This is your circuit drawn as a schematic to read for understanding rather than as a wiring diagram (which is more about getting everything connected and not so much for understanding it.)

simulate this circuit – Schematic created using CircuitLab
The idea illustrated in your diagram, where the LED and a current-limiting resistor are placed in series in the collector circuit, is a common (and reasonable) approach. The BJT is operating as a "semiconductor switch" and this is one of several approaches for that behavior. So far, so good.
But the idea of directly tying \$+5\:\text{V}\$ to the base, when the emitter is also nailed down to ground, is not common and it's not good. This directly places a full, forward-biased \$5\:\text{V}\$ across the base-emitter diode. Keep in mind:
- You only need from as little as \$600\:\text{mV}\$ to perhaps as much as \$900\:\text{mV}\$ (in most cases) to use the BJT as a switch.
- For each additional \$60\:\text{mV}\$ (typically) you will get 10 times as much collector current (if permitted by the circuit portions connected to the collector) and 10 times as much base current (always possible.) Broadly speaking, the base current will be exponentially related to the applied forward-biasing voltage across the base and emitter.
You were applying \$5\:\text{V}\$!! This is way, way, way above what you should have been using. So the BJT was being literally flooded with base current. Of course it was getting hot! It was dissipating serious power. Might have even damaged the device (I'd probably throw the part away, in fact, after doing something like that.)
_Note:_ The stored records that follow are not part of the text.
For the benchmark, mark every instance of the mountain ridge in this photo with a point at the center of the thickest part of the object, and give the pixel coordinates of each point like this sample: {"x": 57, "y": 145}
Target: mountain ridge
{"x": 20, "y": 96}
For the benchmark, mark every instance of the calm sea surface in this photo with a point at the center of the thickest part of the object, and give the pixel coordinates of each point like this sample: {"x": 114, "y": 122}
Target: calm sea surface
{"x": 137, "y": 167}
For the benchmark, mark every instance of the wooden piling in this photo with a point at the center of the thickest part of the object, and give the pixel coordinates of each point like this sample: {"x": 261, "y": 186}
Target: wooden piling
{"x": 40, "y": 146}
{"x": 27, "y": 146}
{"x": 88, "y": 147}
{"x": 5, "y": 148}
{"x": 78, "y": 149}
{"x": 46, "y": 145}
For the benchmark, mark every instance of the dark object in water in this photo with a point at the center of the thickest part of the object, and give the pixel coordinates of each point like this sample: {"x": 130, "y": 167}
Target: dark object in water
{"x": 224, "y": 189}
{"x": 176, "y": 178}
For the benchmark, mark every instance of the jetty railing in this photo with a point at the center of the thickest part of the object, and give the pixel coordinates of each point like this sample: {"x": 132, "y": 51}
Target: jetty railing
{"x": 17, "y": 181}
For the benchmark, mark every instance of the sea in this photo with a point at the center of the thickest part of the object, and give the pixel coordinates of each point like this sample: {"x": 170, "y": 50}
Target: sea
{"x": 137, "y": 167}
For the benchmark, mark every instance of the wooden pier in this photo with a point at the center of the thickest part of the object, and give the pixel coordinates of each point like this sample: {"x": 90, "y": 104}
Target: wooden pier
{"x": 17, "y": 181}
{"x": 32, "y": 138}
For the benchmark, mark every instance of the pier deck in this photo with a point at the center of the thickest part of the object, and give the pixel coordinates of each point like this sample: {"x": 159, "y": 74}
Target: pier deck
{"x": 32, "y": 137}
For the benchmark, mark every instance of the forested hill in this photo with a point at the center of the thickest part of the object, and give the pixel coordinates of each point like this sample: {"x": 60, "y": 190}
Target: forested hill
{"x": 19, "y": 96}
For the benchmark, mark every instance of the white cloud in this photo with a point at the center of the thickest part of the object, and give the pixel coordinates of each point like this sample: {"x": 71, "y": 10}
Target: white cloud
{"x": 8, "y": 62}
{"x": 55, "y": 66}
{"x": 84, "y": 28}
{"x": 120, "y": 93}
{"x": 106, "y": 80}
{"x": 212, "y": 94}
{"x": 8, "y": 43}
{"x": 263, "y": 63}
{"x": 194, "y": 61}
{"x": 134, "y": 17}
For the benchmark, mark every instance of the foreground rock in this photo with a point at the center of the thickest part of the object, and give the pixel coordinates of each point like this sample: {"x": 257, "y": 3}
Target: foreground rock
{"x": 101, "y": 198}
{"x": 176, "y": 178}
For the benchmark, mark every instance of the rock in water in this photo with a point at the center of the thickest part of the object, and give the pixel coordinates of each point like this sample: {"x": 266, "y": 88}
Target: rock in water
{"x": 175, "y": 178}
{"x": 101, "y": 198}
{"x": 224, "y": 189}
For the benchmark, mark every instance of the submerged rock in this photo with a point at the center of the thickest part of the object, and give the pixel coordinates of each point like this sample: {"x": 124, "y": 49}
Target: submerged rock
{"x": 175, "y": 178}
This is why a resistor is often applied to the base circuit.

simulate this circuit
The base resistor's voltage drop is a simple linear relationship to the current passing through it. The BJT's base-emitter junction current is an exponential relationship. So as the BJT's base-emitter diode junction tries to rapidly increase it's current, the resistor in series with it opposes this rapid change by dropping voltage. Very quickly, it will turn out that the resistor drops enough voltage so that the base-emitter junction's voltage is close to where it should be.
By using a resistor, you permit the base voltage to "find a stable and reasonable voltage drop" for its operation.
As others have pointed out, the Maximum Ratings section also specifies an absolute worst case reverse-biased voltage for the base-emitter. This is because the base-emitter PN junction diode can't handle a lot of reverse-bias voltage in a typical BJT. Diodes used in bridge rectifiers can often handle very large reverse-bias voltages across them. But not so much with BJTs. They aren't designed to handle much of that kind of stress. Instead, they just break down and avalanche. So the ratings there tell you what to watch out for. Often, people will add a separate diode (oriented opposite to the forward direction of the base-emitter junction of the BJT) going from base to ground in a case like this to protect the BJT ... just in case.